Let's construct our graph data structure. Given an array of edges we can initiate the graph:
typedef struct Edge {
int src, dest;
} Edge;
...
Edge edges[] = {{0, 1}, {1, 2}, {2, 3}, {3, 5}, {4, 3}, {4, 5}, {0, 5}};
...
Graph *graph = (Graph *)malloc(sizeof(Graph));
...
for (int i = 0; i < numEdges; i++){
Node *node = (Node*)malloc(sizeof(Node));
...
Edge edge = edges[i];
int src = edge.src;
int dest = edge.dest;
node->dest = dest;
node->next = graph->heads[src];
graph->heads[src] = node;
}
Please note I've omitted some lines for brevity.
To make the graph structure we iterate over each Edge
and use the src
to determine the id of the origin node. After creating the node, we add it as the head of the linked list for that index. Easy enough! Our graph data structure is now stored in memory. Let's actually do something with it.
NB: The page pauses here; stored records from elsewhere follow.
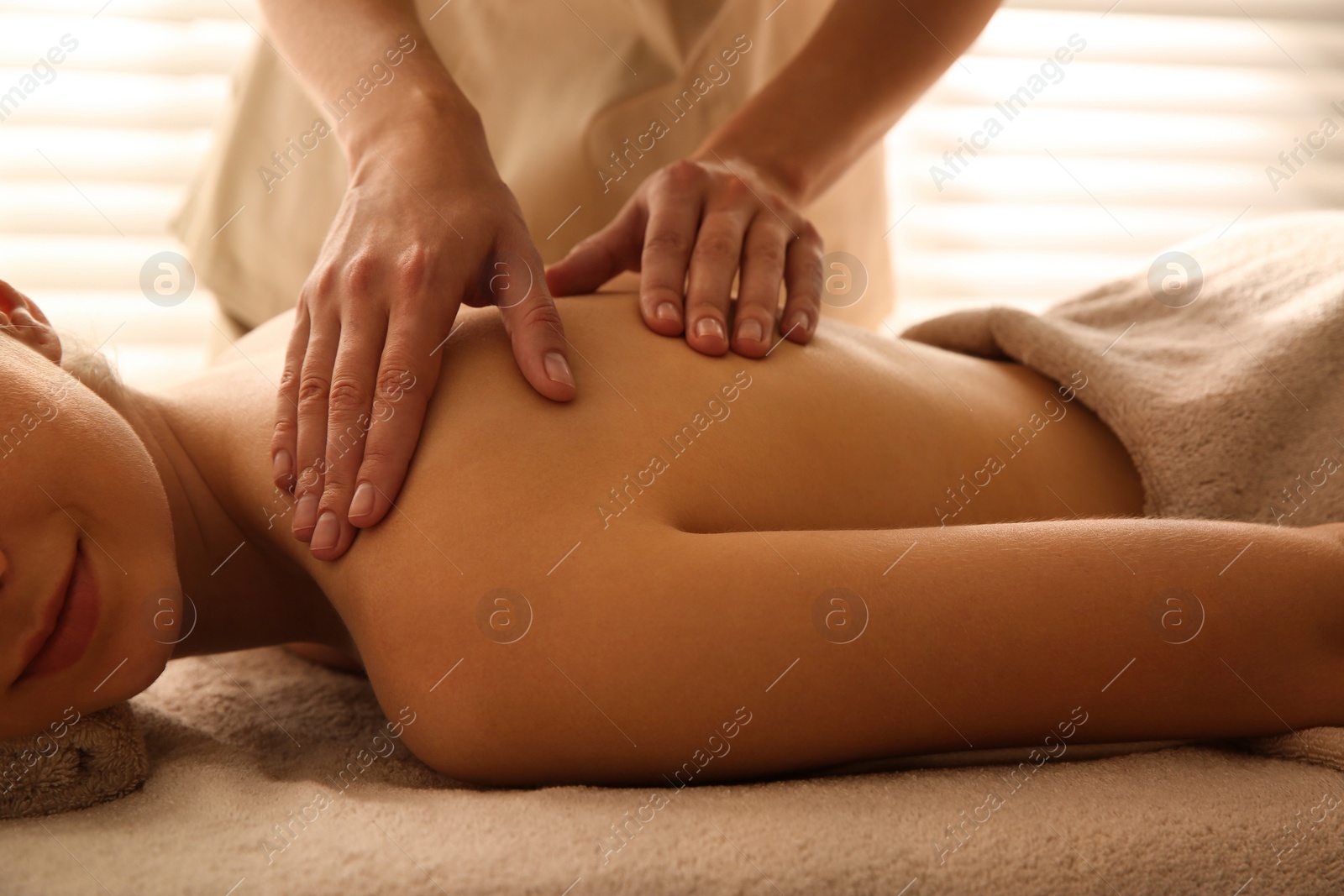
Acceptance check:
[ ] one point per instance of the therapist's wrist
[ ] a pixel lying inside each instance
(765, 168)
(420, 116)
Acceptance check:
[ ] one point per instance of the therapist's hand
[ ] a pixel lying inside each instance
(689, 230)
(425, 226)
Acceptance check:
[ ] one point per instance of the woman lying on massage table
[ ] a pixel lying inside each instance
(698, 555)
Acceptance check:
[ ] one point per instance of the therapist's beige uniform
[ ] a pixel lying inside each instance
(559, 86)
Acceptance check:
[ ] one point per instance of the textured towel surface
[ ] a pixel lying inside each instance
(252, 782)
(78, 762)
(276, 777)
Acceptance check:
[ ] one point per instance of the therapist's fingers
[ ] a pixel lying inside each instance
(669, 239)
(315, 380)
(803, 278)
(407, 376)
(759, 291)
(284, 443)
(714, 264)
(531, 322)
(349, 403)
(598, 258)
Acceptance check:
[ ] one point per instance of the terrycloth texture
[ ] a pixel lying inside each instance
(245, 741)
(244, 745)
(76, 763)
(1230, 406)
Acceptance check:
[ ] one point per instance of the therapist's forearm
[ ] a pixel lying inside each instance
(860, 71)
(333, 43)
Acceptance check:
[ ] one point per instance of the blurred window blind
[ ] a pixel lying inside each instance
(94, 155)
(1160, 128)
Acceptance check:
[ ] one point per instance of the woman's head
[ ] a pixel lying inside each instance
(87, 542)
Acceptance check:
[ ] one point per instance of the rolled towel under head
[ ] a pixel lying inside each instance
(76, 763)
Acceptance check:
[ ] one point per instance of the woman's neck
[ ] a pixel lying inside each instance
(242, 591)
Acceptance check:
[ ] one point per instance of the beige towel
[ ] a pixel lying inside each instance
(1220, 369)
(76, 763)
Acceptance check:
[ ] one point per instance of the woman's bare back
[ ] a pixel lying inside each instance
(530, 535)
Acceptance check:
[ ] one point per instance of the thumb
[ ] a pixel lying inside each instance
(598, 258)
(538, 336)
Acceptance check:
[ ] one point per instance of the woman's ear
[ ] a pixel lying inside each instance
(24, 322)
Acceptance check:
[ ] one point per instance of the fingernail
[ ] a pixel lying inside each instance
(282, 468)
(750, 331)
(558, 369)
(709, 327)
(306, 512)
(326, 533)
(363, 501)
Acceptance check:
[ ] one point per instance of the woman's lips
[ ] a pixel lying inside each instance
(69, 634)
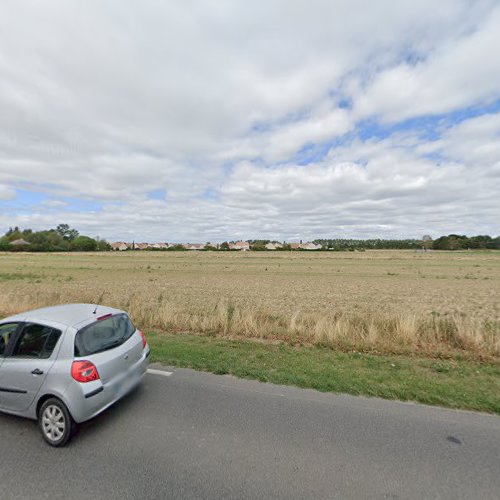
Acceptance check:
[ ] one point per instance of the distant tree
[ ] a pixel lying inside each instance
(83, 244)
(102, 245)
(66, 232)
(426, 242)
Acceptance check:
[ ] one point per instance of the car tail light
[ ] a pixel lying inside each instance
(144, 341)
(84, 371)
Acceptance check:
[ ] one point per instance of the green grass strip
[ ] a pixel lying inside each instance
(448, 383)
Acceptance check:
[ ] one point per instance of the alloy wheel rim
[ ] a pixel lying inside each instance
(53, 423)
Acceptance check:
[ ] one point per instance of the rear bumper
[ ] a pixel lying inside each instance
(85, 401)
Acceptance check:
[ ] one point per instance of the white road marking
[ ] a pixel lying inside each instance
(159, 372)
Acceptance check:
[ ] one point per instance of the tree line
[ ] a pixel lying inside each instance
(61, 239)
(66, 239)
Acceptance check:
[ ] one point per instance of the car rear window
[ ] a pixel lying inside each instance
(103, 335)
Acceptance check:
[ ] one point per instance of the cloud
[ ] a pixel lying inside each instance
(6, 193)
(249, 116)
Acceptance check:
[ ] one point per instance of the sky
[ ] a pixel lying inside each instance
(219, 120)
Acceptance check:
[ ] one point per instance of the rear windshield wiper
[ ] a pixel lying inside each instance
(115, 343)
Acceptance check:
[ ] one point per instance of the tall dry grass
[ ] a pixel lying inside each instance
(380, 332)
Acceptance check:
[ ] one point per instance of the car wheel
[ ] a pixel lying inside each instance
(55, 422)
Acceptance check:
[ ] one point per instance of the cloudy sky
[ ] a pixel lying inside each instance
(225, 119)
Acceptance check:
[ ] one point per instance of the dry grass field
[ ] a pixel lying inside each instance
(438, 304)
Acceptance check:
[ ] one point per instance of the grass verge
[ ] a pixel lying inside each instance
(449, 383)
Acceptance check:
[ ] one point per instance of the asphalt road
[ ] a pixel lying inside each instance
(194, 435)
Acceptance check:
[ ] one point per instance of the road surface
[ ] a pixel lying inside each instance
(195, 435)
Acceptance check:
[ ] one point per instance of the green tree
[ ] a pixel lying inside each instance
(83, 244)
(66, 232)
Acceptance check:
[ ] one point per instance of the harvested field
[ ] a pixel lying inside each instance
(439, 304)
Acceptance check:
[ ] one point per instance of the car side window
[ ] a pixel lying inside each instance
(6, 335)
(36, 341)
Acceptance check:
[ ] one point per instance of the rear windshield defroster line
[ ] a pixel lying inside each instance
(103, 335)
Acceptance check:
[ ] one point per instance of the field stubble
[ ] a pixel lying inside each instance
(434, 304)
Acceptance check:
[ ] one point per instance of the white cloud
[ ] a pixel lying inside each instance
(108, 101)
(6, 193)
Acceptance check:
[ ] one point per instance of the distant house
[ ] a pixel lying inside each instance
(239, 245)
(159, 246)
(273, 246)
(310, 246)
(194, 246)
(19, 243)
(119, 246)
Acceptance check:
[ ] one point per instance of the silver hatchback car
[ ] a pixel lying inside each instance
(66, 364)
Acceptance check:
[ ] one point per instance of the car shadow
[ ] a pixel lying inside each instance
(112, 415)
(27, 429)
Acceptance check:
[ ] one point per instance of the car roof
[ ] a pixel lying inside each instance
(66, 314)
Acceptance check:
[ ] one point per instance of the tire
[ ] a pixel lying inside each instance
(55, 422)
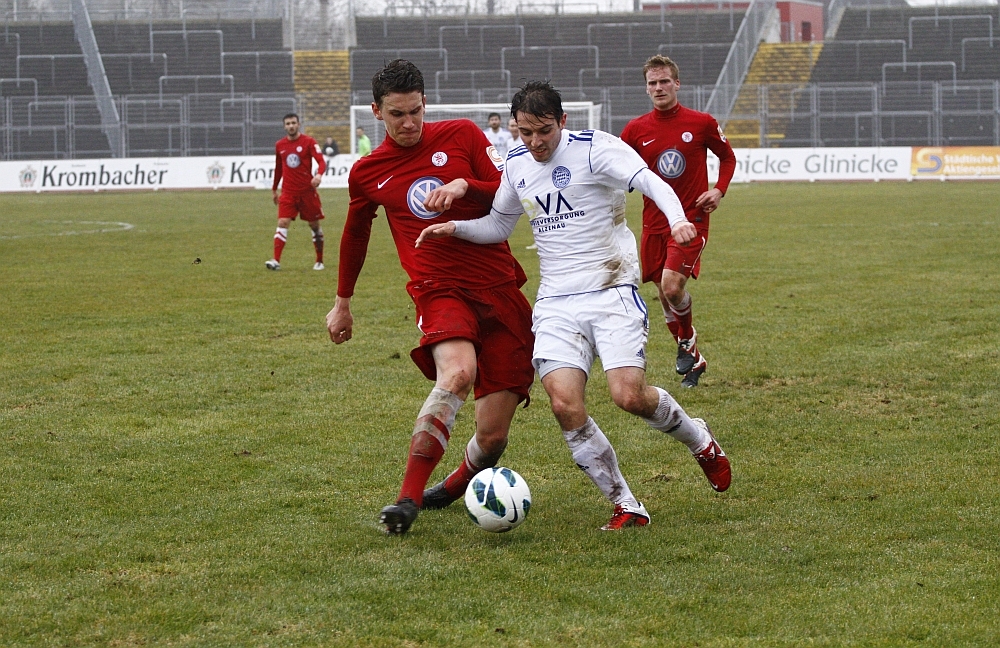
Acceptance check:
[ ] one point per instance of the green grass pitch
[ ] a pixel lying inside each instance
(187, 460)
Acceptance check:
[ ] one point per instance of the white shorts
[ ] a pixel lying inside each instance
(573, 331)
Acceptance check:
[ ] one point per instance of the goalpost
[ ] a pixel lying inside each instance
(580, 115)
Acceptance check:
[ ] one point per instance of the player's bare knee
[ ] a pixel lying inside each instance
(457, 380)
(492, 441)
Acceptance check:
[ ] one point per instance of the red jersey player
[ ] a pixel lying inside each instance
(475, 323)
(674, 140)
(293, 156)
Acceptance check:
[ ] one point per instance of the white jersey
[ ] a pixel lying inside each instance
(501, 140)
(576, 204)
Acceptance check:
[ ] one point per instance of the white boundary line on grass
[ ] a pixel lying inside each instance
(120, 227)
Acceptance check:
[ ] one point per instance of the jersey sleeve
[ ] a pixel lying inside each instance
(615, 160)
(317, 154)
(627, 135)
(719, 145)
(277, 168)
(483, 186)
(354, 241)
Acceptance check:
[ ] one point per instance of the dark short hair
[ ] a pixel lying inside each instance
(398, 75)
(537, 98)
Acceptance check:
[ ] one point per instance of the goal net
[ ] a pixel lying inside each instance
(580, 115)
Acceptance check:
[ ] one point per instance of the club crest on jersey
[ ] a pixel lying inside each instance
(417, 194)
(671, 163)
(561, 177)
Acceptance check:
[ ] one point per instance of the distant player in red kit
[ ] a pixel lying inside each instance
(475, 323)
(674, 140)
(293, 156)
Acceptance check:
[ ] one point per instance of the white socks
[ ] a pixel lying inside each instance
(671, 419)
(438, 412)
(593, 453)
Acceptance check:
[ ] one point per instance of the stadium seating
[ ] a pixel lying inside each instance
(904, 76)
(183, 87)
(589, 57)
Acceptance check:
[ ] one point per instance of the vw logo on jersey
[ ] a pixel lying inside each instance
(561, 177)
(671, 163)
(417, 194)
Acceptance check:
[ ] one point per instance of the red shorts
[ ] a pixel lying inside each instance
(661, 252)
(496, 320)
(304, 203)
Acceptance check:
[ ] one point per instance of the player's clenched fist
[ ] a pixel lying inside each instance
(440, 230)
(339, 321)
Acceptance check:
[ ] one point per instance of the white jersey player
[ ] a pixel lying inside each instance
(572, 187)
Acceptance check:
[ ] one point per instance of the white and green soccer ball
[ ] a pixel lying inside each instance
(497, 499)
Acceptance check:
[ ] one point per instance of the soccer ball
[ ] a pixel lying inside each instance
(497, 499)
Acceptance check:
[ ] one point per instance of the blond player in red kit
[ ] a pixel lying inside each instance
(293, 157)
(674, 141)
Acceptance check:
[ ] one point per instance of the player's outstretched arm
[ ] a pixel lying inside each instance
(650, 184)
(439, 230)
(340, 321)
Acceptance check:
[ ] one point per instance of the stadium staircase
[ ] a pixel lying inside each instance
(783, 68)
(323, 84)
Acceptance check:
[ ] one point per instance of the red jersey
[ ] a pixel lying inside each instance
(674, 144)
(293, 162)
(399, 178)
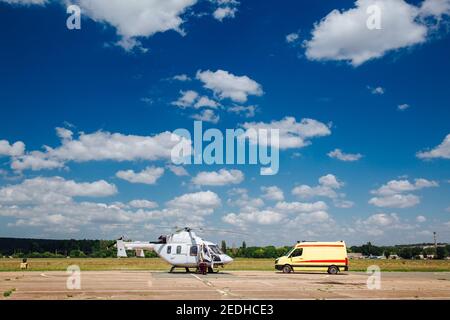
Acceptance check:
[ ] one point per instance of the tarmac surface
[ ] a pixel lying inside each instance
(248, 285)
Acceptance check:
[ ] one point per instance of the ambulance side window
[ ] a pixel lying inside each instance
(297, 253)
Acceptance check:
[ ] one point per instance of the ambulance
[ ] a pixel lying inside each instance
(315, 256)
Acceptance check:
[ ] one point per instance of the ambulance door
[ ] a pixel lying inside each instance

One of the most fundamental graph-based algorithms is BFS, which is used to determine the shortest path between two nodes. Let's say I am a musician playing a show next week and am in need of a guitar amplifier. I'd like to borrow an amp from a friend. If none of my friends have an amp, I'd like each of them to ask each of their friends. Ideally, I'd like the fewest connections between friends. After all, who wants to bother a friend of a friend of a friend for music equipment. Ok, I text each of my musician friends if they have an amp. We can also think of this in terms of a queue, or a list of friends I can add to, but always remove the least recently added item:
["Bob", "Alice", "Jake"]
When I text Bob, the queue looks like this:
"Bob, do you have an amp I can borrow"
["Alice", "Jake"]
I don't want to bother Bob with multiple texts if none of my other friends have amps, so I'll ask him to ask his friends Greg and Kate:
"Bob, do you have an amp? If not, do any of your friends have one?"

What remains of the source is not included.